As a result, many people see the coins as an either/or proposition, either an
investment or an actual method of improving their lives. The truth is that it
can be both, and that is one of the first benefits that needs to be mentioned.
Most fiat currencies like the American dollar serve a simple purpose, but
cryptocurrency is far more versatile than that.
Paying for Things with Bitcoin and Other Cryptocurrency Coins
The idea behind cryptocurrency is that it should do all the things that fiat
money does but with much less hassle. At the moment, it is being held back from
reaching its full potential by the fact that not enough people and businesses
have the capability of accepting it as payment. They are missing out on the
incredible innovations that the coins can provide.
When you pay for something using, for example, a bank card or a credit card,
you are essentially providing a ridiculous amount of financial and personal
information to make this happen. Even if you want to buy something for two
dollars, practically your whole account is provided to the vendor. That’s
because these cards work on the so-called “pull” protocol; they pull all of your
data no matter the size of the transaction.

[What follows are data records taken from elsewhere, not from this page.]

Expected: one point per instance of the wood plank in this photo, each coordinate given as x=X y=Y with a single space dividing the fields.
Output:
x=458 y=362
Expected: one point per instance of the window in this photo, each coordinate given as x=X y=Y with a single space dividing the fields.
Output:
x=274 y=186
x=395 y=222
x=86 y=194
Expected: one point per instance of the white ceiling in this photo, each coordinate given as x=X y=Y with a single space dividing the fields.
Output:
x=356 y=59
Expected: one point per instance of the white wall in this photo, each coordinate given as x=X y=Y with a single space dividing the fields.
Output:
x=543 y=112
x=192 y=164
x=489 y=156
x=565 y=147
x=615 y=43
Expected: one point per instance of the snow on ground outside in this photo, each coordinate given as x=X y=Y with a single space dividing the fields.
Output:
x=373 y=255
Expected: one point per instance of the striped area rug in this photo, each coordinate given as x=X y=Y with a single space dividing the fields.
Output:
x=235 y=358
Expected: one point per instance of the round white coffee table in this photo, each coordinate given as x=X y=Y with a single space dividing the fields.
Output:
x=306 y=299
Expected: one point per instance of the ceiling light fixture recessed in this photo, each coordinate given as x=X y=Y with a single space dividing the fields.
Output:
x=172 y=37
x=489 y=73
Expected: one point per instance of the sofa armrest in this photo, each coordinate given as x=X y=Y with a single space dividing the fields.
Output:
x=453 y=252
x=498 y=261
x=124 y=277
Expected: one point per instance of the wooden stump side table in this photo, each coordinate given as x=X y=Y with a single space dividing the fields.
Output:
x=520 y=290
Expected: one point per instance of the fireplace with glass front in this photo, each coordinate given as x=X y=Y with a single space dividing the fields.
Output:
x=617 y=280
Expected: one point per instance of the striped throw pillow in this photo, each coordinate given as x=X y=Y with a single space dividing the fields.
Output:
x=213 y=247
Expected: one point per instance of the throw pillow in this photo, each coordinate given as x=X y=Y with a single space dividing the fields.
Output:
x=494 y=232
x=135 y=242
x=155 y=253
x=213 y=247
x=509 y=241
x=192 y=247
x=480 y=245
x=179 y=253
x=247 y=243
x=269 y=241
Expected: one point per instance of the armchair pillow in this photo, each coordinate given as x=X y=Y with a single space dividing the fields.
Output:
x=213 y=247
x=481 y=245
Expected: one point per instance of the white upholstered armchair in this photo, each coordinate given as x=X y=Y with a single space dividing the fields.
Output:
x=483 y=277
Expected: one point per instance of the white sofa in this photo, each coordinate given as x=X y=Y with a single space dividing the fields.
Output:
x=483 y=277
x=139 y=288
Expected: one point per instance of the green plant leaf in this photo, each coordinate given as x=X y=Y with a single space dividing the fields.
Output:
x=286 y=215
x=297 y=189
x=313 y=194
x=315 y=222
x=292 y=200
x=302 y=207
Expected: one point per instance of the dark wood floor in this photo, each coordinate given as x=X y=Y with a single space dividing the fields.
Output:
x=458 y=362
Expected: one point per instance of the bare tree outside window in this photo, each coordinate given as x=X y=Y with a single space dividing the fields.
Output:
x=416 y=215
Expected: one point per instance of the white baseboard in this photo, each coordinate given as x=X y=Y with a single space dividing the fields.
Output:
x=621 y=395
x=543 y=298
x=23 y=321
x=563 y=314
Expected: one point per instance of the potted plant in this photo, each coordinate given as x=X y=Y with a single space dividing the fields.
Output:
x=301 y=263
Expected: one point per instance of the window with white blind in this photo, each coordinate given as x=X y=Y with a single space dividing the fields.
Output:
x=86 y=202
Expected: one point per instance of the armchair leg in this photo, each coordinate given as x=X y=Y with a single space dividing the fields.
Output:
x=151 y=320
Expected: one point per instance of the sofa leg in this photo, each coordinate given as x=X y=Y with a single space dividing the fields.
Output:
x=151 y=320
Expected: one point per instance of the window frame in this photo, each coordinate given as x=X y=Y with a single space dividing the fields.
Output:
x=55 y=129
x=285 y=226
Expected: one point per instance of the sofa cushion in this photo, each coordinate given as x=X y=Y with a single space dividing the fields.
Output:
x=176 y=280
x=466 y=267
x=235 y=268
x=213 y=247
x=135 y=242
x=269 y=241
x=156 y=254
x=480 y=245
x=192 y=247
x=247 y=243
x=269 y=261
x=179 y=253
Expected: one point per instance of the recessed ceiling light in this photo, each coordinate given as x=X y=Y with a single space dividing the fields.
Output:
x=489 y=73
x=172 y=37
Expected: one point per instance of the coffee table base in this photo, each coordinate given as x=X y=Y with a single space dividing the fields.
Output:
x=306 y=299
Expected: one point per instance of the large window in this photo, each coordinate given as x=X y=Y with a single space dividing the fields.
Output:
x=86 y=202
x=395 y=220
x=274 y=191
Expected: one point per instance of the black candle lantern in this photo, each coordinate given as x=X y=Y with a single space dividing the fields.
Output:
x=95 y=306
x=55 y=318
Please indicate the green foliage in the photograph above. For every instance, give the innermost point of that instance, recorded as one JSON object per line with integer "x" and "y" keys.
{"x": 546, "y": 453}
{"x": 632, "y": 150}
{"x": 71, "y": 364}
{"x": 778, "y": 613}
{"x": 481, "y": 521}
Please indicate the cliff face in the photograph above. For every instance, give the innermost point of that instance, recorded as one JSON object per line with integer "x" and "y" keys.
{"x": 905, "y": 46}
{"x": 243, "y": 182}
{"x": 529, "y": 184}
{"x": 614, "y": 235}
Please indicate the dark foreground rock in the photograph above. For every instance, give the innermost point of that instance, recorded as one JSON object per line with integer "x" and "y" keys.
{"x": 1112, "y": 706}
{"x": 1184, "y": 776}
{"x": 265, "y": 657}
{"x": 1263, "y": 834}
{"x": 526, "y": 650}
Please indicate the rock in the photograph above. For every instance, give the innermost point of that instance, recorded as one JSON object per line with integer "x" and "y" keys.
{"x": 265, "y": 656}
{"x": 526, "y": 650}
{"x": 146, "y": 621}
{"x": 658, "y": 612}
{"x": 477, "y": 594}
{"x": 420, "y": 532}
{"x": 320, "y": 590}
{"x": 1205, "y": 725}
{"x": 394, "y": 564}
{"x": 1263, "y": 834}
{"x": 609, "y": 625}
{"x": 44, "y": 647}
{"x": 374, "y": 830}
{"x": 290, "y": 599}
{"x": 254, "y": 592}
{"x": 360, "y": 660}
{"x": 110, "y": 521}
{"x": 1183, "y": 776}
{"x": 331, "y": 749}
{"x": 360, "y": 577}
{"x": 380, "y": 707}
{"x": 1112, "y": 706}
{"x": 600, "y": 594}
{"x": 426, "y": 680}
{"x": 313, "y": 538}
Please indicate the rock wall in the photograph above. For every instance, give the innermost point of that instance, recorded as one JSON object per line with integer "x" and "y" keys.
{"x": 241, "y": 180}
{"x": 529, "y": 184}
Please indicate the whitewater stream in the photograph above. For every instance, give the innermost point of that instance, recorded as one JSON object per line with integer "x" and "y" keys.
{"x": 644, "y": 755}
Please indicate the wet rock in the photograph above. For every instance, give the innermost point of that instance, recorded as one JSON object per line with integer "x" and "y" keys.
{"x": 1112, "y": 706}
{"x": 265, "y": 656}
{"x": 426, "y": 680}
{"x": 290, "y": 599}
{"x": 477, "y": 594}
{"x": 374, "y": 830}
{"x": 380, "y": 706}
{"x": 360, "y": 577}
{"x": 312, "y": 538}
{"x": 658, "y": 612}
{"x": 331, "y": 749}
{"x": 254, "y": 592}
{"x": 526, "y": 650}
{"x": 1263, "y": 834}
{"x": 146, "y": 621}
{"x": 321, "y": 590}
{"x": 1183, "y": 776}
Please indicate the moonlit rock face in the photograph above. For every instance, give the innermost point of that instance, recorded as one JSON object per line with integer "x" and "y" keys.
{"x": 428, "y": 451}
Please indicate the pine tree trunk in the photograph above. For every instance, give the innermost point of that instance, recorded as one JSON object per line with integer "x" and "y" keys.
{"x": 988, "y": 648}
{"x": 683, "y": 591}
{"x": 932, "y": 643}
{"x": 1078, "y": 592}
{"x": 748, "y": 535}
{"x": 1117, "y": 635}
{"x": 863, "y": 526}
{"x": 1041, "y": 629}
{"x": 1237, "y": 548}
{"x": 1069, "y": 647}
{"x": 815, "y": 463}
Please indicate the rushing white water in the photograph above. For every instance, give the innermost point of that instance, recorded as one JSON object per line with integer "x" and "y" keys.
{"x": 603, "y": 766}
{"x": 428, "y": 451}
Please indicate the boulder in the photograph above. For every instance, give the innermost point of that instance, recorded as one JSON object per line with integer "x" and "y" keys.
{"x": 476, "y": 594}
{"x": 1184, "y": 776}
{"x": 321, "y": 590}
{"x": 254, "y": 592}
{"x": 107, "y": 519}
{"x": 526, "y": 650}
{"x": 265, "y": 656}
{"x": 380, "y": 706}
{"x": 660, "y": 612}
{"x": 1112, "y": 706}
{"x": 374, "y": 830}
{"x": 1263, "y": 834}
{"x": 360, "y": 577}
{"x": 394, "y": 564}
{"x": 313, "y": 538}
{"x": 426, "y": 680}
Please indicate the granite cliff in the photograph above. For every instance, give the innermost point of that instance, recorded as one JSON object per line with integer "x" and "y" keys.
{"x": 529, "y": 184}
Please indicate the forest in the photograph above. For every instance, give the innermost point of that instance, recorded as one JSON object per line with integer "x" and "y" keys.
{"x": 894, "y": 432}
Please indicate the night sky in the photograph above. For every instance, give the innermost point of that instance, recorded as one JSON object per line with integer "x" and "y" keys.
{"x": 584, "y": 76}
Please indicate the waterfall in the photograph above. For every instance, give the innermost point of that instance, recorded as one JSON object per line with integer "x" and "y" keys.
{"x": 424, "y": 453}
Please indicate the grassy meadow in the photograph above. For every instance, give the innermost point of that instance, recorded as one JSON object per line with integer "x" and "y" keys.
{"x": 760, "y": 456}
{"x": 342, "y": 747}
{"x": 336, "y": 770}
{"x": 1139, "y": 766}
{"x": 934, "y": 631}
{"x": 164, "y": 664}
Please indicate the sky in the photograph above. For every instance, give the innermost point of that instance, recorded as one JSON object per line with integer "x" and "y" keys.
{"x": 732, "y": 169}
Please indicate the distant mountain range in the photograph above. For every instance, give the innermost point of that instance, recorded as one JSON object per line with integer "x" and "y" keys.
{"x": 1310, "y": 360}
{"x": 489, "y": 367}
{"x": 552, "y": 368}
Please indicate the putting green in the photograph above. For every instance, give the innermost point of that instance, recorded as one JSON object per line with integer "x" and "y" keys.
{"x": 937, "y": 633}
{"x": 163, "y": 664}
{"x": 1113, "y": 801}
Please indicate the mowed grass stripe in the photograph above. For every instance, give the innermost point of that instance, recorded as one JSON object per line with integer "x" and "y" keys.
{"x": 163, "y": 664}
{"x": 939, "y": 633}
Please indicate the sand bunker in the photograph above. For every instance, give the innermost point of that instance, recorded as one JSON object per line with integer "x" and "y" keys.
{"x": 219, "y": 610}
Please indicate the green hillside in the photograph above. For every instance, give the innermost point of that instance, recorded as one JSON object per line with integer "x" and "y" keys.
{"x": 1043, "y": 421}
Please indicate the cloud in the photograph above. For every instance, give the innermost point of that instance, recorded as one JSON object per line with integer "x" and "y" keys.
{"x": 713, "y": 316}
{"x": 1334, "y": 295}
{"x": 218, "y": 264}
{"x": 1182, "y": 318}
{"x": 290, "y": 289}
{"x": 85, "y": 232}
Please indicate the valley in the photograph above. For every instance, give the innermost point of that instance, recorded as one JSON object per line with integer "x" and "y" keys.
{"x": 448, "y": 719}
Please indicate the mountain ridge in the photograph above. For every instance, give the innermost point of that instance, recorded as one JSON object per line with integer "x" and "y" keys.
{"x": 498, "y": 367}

By contrast, cryptocurrency works on a “push” system. If it takes you two
Bitcoin to buy something, that bit of data is the only information that is
shared with the receiving party. In that way, privacy concerns are front and
center with cryptocurrency.
Speed of Settlement
For a small business wanting to receive payment via bank transfer or credit
card, there is often a frustrating delay before the money makes it into their
account. That can be problematic for the cash flow of that business. But a
cryptocurrency transaction will register in their account within minutes.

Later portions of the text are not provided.